District charter schools pursue permanent homes

MAT-SU - Here's something you might not know about charter schools: all but one in the Mat-Su Borough are housed in rented facilities.

Borough Assemblyman Jim Colver said he'd like to see that change. Soon after he was elected he began the process of setting up a process to accomplish that.

"If the school has been in existence for five years and has a track record of success, then they can apply for a permanent facility," Colver said.

That five-year period is a way to make sure the borough doesn't wind up holding the bag if a charter school fails, Colver said.

The first school to start the ball rolling is Fronteras, which will mark five years this fall. Colver said when Fronteras came to the borough to start the process, he was all too familiar with the school's motivation.

"I'm sure familiar with your lease. I voted against it. It was the worst lease I've ever seen," Colver said.

But while the previous guidelines set up the framework for a way to get charter schools into permanent facilities, he said there are a lot of details to be worked out, most notably, financing.

Charter schools operate on what's usually referred to as their per-pupil allowance. The state gives all school districts in Alaska a set amount based on how many students they have. With regular public schools, the Mat-Su Borough School District puts that money in a pot and doles it out to various schools. Charter schools hang on to most of their per-pupil dollars, and they draw from those funds to pay rent.

Colver said the cleanest way he can think of to fund a new building would be for the borough to finance it and to use money the schools pay in rent to pay back the loan.

This is where he's been getting some friction. School board member Ole Larson said he worries the public will frown on the borough borrowing money for schools after the district promised the massive package of bonds passed last year would be all the borrowing the district did for five years.

"About five or six years ago, Academy Charter had a bond to the public to bond to build a new building for a charter school.

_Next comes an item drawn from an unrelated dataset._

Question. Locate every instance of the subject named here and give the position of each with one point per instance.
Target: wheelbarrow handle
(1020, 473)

It failed 85 percent to 15," Larson said. "The public did not want to use public money to build a charter school."

But Colver disagrees. What the public doesn't want to see, he said, is taxes raised to pay for more borrowing after taxes were hiked for that five-year package.

The financing vehicle he has in mind would not raise taxes because it would be paid back through that per-pupil money.

"This is a revenue-neutral financing vehicle," Colver said. "It's kind of like a what you call in real estate a wrap around financing. We finance it and then we lease it right back out."

He likened it to the way the borough financed the Goose Creek Correctional Center. That project didn't raise taxes. The state is paying back those bonds.

Larson said he also worried that there wasn't enough debate on the issue, that it would make its way through subcommittees and be put up for a vote at the assembly table without the assembly having a chance to guide the process.

"We need to get a debate going one way or the other instead of having it slide through subcommittees," Larson said.

That issue of transparency was a big enough deal that Colver solicited an opinion from Borough Attorney Nick Spiropoulos, who said that the borough assembly doesn't have to offer guidance as the school site selection committee does its work if it doesn't want to.

"As with many of the administrative matters within the borough, the committee may proceed as it sees fit within the boundaries of the code. Questions of the best options, sources of funding, priorities, etc., are all within the realm of the committee to render advice," Spiropoulos wrote.

Colver noted that the process he sees is the site selection moving from the committee to the planning commission, making a stop at the school board for an opinion, and then arriving at the assembly.

"I think debate is healthy. Let's talk about the issues," he said.